Por Michelle Mostowski
Coordinadora de la Sede AASES – Córdoba

Análisis de las propuestas de Luciana Lavigne: “La Regulación biomédica de la Intersexualidad. Un abordaje de las Representaciones Socioculturales dominantes” y del libro ”Interdicciones. Escrituras de la Intersexulidad en Castellano. Editor: Mauro Cabral. Anarrés Editorial , Córdoba , Febrero 2009. pp. 51.

Este artículo discute la regulación biomédica de la intersexualidad de niños y niñas recién nacidos y en los primeros años de su infancia, en la ciudad de Buenos Aires. También pone de relieve como las representaciones socioculturales dominantes sobre la intersexualidad atraviesan los abordajes e intervenciones socio medicas contemporáneas, entendiendo por representaciones dominantes al conjunto de prescripciones que definen las prácticas profesionales, incluyendo formas teóricas y técnicas especificas, diagnostico, clasificación, tratamiento y prevención entre otros.
La autora pone el acento en quienes ejercen el poder de decisión, intervienen sobre los cuerpos intersex y producen conocimiento visible, público y hegemónico.
Es en esta dirección que este trabajo problematiza los discursos y prácticas médicas hegemónicas sobre los cuerpos intersex y sobre sus experiencias. Entiende el modelo medico hegemónico como conjunto de prácticas y saberes y teorías generadas `por la medicina científica’, que terminan identificándose como la única forma de atender la enfermedad, legitimada tanto por criterios científicos como por el propio Estado.
Médicos y médicas regulan los cuerpos y construyen los problemas que deben ser considerados como tales. La autora, se auxilia en Michele Foucault para comprender el proceso contemporáneo de la Intersexualidad ya que Foucault posibilita reconocer el modo en el que el poder fluye socialmente a través de discursos y prácticas, convirtiendo, por un lado, cierto conocimiento en hegemónico en un momento histórico específico pero, por otro lado, también posibilitó reconocer la resistencia a ese dominio.
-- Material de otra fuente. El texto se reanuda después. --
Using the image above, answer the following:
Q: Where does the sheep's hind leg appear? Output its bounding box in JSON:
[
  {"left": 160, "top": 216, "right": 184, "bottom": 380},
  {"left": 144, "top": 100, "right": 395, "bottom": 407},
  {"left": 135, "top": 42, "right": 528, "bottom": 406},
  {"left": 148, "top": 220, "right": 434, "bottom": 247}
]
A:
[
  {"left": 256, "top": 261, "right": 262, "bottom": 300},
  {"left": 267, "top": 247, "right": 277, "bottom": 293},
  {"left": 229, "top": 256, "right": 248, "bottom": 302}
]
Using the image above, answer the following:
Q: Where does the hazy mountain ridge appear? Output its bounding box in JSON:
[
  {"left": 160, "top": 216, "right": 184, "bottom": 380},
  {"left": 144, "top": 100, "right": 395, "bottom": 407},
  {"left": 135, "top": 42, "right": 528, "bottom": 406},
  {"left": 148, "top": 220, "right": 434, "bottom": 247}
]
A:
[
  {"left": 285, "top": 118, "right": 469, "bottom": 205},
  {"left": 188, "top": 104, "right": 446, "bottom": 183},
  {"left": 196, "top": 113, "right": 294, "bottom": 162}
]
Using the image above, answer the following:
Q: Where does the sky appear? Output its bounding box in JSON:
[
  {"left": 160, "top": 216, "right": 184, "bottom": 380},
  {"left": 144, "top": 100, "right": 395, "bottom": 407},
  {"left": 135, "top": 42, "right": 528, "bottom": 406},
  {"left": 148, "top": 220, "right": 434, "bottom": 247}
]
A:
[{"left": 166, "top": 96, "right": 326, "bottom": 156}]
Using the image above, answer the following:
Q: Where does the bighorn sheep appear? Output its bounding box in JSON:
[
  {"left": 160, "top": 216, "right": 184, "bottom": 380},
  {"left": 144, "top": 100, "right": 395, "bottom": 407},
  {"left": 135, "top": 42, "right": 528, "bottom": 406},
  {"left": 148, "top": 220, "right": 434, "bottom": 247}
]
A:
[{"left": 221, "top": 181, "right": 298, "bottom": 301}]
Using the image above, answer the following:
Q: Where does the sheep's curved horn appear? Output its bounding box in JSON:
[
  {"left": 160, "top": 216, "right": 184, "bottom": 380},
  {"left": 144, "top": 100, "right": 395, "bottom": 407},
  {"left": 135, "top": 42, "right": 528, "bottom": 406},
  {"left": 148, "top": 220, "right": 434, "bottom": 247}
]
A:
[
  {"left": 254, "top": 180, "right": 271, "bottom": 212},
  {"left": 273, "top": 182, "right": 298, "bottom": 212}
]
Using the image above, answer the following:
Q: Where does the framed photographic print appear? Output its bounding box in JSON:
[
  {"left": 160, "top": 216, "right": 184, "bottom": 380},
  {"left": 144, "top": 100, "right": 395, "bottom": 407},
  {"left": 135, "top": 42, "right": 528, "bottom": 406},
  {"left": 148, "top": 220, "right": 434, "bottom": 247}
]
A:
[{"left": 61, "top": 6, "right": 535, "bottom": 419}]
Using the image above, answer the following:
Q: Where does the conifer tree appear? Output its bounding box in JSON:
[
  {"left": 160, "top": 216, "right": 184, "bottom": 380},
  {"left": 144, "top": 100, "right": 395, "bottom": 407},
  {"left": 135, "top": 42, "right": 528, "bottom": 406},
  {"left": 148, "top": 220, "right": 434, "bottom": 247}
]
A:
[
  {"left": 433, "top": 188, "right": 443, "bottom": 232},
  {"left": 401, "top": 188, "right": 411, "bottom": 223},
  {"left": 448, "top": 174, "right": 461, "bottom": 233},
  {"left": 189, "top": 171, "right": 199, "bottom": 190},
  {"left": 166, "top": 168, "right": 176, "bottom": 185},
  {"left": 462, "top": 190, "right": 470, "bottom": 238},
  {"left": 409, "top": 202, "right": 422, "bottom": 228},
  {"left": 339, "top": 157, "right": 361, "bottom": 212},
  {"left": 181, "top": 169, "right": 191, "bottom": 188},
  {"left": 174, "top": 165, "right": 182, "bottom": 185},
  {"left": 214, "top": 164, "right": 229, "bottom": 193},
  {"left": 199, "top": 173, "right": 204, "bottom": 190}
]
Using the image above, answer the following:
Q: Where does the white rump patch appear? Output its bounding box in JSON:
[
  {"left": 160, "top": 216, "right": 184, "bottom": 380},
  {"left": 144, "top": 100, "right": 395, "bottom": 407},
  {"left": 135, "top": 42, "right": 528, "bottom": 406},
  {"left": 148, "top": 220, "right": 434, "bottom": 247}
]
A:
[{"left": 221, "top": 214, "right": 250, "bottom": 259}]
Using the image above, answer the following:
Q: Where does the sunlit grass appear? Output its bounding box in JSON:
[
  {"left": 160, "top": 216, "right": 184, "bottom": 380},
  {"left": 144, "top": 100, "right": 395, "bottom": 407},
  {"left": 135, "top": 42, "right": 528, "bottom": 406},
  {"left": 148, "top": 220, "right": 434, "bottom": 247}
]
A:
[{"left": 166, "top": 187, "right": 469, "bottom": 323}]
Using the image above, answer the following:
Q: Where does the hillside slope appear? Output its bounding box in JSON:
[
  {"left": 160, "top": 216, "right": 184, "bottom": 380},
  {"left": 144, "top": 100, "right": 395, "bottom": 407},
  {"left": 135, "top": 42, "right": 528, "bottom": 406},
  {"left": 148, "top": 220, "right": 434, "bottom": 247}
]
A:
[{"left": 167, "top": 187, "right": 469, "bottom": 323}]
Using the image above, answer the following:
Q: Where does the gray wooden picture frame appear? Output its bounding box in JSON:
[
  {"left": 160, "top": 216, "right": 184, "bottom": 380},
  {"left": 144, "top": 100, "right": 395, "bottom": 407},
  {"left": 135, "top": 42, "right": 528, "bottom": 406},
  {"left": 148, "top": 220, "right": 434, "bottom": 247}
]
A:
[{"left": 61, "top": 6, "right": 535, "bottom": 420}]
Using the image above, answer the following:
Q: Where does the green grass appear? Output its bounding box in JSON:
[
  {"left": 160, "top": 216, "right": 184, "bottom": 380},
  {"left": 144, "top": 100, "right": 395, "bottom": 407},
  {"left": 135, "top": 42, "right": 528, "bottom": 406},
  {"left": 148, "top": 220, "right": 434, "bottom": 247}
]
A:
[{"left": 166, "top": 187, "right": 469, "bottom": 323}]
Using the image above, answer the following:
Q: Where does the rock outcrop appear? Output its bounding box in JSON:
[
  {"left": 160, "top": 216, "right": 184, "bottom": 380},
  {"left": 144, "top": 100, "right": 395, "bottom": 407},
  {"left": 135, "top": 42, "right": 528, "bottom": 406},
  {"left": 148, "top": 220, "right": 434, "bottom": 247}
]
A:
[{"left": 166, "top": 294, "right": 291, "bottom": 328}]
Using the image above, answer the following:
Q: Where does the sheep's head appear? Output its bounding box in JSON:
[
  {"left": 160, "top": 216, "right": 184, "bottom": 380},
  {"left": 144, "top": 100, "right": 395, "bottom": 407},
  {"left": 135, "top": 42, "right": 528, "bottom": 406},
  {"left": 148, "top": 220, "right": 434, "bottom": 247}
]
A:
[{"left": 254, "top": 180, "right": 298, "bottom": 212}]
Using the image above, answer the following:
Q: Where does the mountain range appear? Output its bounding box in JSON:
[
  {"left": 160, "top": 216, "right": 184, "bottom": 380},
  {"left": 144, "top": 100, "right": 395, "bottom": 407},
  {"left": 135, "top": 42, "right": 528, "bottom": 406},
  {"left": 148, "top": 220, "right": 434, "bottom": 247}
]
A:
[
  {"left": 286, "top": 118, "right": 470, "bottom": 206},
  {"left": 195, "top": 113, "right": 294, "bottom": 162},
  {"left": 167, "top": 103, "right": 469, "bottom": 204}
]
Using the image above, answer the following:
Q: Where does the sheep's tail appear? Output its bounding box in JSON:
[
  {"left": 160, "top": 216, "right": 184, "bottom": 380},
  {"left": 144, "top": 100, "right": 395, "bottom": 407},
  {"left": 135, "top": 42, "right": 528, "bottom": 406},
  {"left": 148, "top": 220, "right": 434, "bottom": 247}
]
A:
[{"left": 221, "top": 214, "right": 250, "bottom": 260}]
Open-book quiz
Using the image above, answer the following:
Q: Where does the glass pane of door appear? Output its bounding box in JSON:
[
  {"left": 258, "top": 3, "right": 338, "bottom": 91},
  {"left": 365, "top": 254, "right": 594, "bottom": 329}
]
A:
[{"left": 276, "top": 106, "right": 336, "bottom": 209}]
Como consecuencia de estos estudios, se están generando replanteos, denuncias e investigaciones desde diferentes disciplinas y desde la militancia y activismo que promueven un proceso de cambio en las intervenciones médicas. Se fueron construyendo discursos e impartiendo prácticas normalizadoras biomédicas sobre esos cuerpos llamados intersex, involucrándose en estos procesos de intervención un entramado de concepciones y representaciones acerca del cuerpo, el sexo, el género y la sexualidad. Concepciones que responden al Estado y al Sistema legal para mantener el sistema sexual bipartito que posibilita determinadas existencias clasificadas y catalogadas como normales excluyendo toda existencia ambigua o no clasificable en este modelo de sexo binario, que exige desde el nacimiento mismo una identidad genérica masculina o femenina, definida e inmutable.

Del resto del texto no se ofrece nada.